Кри-Кри
Шрифт:
— Что с Гастоном? Почему ты не отвечаешь? Где Гастон, я тебя спрашиваю? Что с ним случилось? — теребя Кри-Кри за рукав, засыпала его вопросами Мари. Заметив слезы на глазах Кри-Кри, она вдруг сразу вся сжалась и с испугом проговорила: — Ты плачешь, Кри-Кри! Что же могло случиться?
Кри-Кри собрался
— Мари, Гастон умер. Он умер геройской смертью.
Мари опустилась на траву и, спрятав лицо в колени, громко заплакала.
Кри-Кри беспомощно глядел на Мари, он попытался ее утешить, провел ладонью по ее волосам, но она заплакала еще громче.
— Не плачь! Будь мужественной! Тебе понравились стихи, которые я только что тебе прочел? Ведь это стихотворение — оно предлинное — написал для тебя Гастон… Еще раньше, перед уходом на баррикаду, он передал его мне… А потом снова говорил о нем там, в плену у версальцев. Ты не знаешь, какой герой Гастон!.. Ведь это он спас меня из плена…
— Гастон?.. — Мари приподняла покрасневшее от слез лицо. Она говорила уже обычным голосом, но слезинки все еще образовывались где-то там, в самых уголках глаз, и снова расплывались по щекам. — Подумать только, в такую минуту Гастон вспомнил обо мне! А что я такое — простая, ничтожная девчонка!

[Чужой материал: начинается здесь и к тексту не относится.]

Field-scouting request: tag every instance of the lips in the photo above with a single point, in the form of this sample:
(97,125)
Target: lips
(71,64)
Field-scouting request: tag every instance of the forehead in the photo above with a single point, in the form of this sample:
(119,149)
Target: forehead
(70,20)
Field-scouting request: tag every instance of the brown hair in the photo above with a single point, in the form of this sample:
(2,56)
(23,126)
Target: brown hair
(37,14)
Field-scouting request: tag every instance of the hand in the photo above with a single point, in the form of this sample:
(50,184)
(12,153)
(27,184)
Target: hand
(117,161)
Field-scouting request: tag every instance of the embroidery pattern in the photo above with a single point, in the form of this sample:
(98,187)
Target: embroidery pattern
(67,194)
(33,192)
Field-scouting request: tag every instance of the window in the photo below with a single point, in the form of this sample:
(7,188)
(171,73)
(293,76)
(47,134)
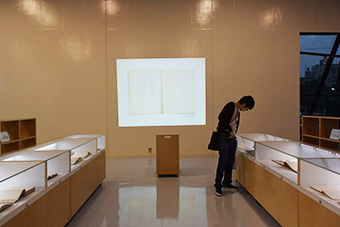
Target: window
(320,74)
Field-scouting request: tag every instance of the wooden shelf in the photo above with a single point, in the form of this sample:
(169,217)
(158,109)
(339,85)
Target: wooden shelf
(310,126)
(21,132)
(316,131)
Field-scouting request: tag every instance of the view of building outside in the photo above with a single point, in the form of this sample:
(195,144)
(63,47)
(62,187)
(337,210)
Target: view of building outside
(315,52)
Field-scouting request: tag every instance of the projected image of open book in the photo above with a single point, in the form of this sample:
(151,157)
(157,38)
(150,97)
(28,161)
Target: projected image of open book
(14,194)
(289,164)
(331,191)
(161,92)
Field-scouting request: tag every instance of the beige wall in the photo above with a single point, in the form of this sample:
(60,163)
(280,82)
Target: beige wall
(57,62)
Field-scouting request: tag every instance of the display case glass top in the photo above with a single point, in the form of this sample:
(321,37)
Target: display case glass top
(261,137)
(64,144)
(329,164)
(31,156)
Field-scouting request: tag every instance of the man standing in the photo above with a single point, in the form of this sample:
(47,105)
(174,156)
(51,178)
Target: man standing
(228,122)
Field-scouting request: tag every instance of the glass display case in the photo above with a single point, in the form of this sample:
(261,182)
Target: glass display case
(57,162)
(22,174)
(81,149)
(284,157)
(320,178)
(246,141)
(100,139)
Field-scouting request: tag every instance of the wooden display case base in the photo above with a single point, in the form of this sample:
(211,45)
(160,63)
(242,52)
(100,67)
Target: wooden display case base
(57,206)
(278,197)
(85,181)
(314,214)
(53,209)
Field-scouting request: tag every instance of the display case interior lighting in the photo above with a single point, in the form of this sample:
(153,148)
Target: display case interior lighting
(22,174)
(320,149)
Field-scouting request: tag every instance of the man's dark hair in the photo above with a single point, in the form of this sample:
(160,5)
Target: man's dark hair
(248,100)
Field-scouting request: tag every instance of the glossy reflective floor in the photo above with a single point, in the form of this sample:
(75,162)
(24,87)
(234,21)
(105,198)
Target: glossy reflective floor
(133,195)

Кри-Кри хотел было сказать ей, что это неправда, что она самоотверженный, преданный друг, что она, несмотря на ее годы, опора семьи и что за это они полюбили ее оба: Гастон и он, Кри-Кри. Но ему показалось, что сейчас говорить об этом не следует. И в нескольких словах он рассказал ей историю своего побега и спасения дяди Жозефа, стараясь больше говорить о Гастоне, чем о себе, и не подчеркивать собственного смелого поведения.
— Вот и все мои приключения, Мари, — закончил он свой рассказ. — А теперь скажи: идя сюда, ты не заметила ничего подозрительного?
— Здесь-то никого не видать, — сказала Мари, — но я прибежала, чтобы предупредить тебя. Дело в том, что эта старая сплетница, мадам Либу, подружка тетушки Дидье, которая всюду сует свой нос, заметила следы крови, ведущие к подвалу. И вот, представь, хоть мадам Дидье и подтерла тотчас кровь, пошла молва о спрятанных в кафе федератах.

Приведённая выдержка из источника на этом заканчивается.